A namespace declaration contains three types of declarations, appearing in any order:

You define the types of your application’s principal and resource entities via entity type declarations, and its actions via action declarations. Optionally, you can define type names in common type declarations and reference those names as types in other places in the schema. For example, a common practice is to name a shared record type in this way and refer it, e.g., in entity attribute declarations.

Declarations (e.g, entity types) of a namespace must be qualified with its name to be referred in other namespaces. They can be referred in qualified or unqualified forms within the same namespace. For example, you can only refer the entity type Table declared in the namespace ExampleCo::Database1 as ExampleCo::Database1::Table in the namespace ExampleCo::Database2.

If you change a declared namespace in your schema you will need to change the entity types appearing in your policies and/or in other namespaces declared in your schema to instead reference the changed namespace.

Namespace topics

Entity types

A collection of the principal and resource entity types supported by your application. An entity type name is a Cedar identifier.

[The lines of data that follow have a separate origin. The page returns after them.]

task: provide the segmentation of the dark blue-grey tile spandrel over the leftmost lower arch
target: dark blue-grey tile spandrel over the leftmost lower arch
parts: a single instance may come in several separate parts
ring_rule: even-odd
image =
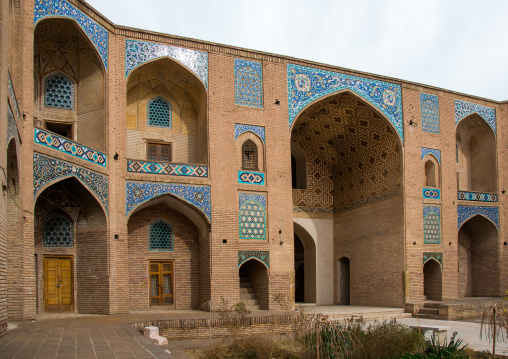
[[[108,210],[108,176],[73,163],[34,153],[34,198],[45,184],[70,176],[76,177],[90,188],[106,211]]]

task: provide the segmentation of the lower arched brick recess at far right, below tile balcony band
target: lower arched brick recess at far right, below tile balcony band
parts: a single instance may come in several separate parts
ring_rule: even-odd
[[[459,230],[459,297],[499,296],[499,242],[494,224],[483,216]]]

An entity type declaration specifies its membership relations with other entity types and its shape/attributes.

The entity type name must be normalized and cannot include any embedded whitespace, such as spaces, newlines, control characters, or comments.

Entity type topics

Membership relation

Specifies a list of entity types that can be direct parents of entities of this type.

Membership topics

Shape/Attributes

Specifies the shape of the data stored in entities of this type. More precisely, it defines the attributes of an entity type — their names, types, and optionality. An attribute type is one of the Cedar supported data types or a common type, which have different representations in the human-readable format and the JSON format. You can choose to specify whether an attribute is required or optional. By default, attributes that you define are required. This means that policies that reference this type can assume that the attribute is always present.

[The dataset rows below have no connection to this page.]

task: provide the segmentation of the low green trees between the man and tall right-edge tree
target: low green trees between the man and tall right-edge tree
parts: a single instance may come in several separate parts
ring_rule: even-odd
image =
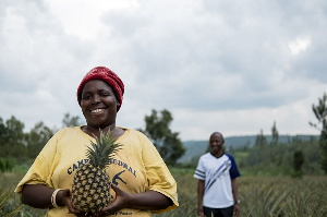
[[[275,131],[276,134],[272,134]],[[231,148],[230,152],[239,157],[240,167],[254,173],[290,174],[302,177],[304,173],[323,172],[319,141],[311,136],[302,141],[298,136],[286,143],[279,142],[276,122],[271,128],[271,140],[261,131],[252,147]]]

A policy should check for an optional attribute’s presence by using the has operator before trying to access the attribute’s value. If evaluation of a policy results in an attempt to access a non-existent attribute, evaluation fails with an error (which causes the policy to be ignored during authorization, and for a diagnostic to be generated). The validator will flag the potential for such errors to occur.

Shape topics

Actions

A collection of the Action entities usable as actions in authorization requests submitted by your application. The action name is an entity identifier (EID) (rather than an entity type, as in the entity type section). For example, the action entity name of action declaration viewPhoto of the PhotoFlash application is PhotoFlash::Action::"viewPhoto" because PhotoFlash::Action is the fully-qualified action entity type.

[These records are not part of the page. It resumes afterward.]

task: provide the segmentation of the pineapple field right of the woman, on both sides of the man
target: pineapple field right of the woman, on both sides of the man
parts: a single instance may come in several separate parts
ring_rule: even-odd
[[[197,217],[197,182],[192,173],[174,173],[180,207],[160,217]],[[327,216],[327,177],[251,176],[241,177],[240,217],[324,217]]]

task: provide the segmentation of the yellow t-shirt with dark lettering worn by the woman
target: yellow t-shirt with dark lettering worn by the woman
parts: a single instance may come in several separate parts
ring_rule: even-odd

An action declaration specifies an action’s membership relations with action groups, its applicability (with respect to principal and resource entity types, and the context shape).

Actions topics

Common type

Your schema might define several entity types that share a lot of elements in common. Instead of redundantly entering those elements separately for each entity that needs them, you can define those elements once using a common type construct with a name, and then reference that construct’s name in each entity that requires them. You can use this anywhere you can define a Cedar type that includes a data type specification and a set of attributes.

Motivating example

Suppose your schema defines several entity types or action entities that share a lot of elements in common. For example, consider the following actions in the human-readable schema format: both view and upload have identical context components.

action view appliesTo {
    context: {
        ip: ipaddr,
        is_authenticated: Bool,
        timestamp: Long
    }
}
action upload appliesTo {
    context: {
        ip: ipaddr,
        is_authenticated: Bool,
        timestamp: Long
    }
}

Instead of redundantly entering common type elements separately for each action / entity type that needs them, you can define them once using a common type declaration, and then refer to the definition in multiple places.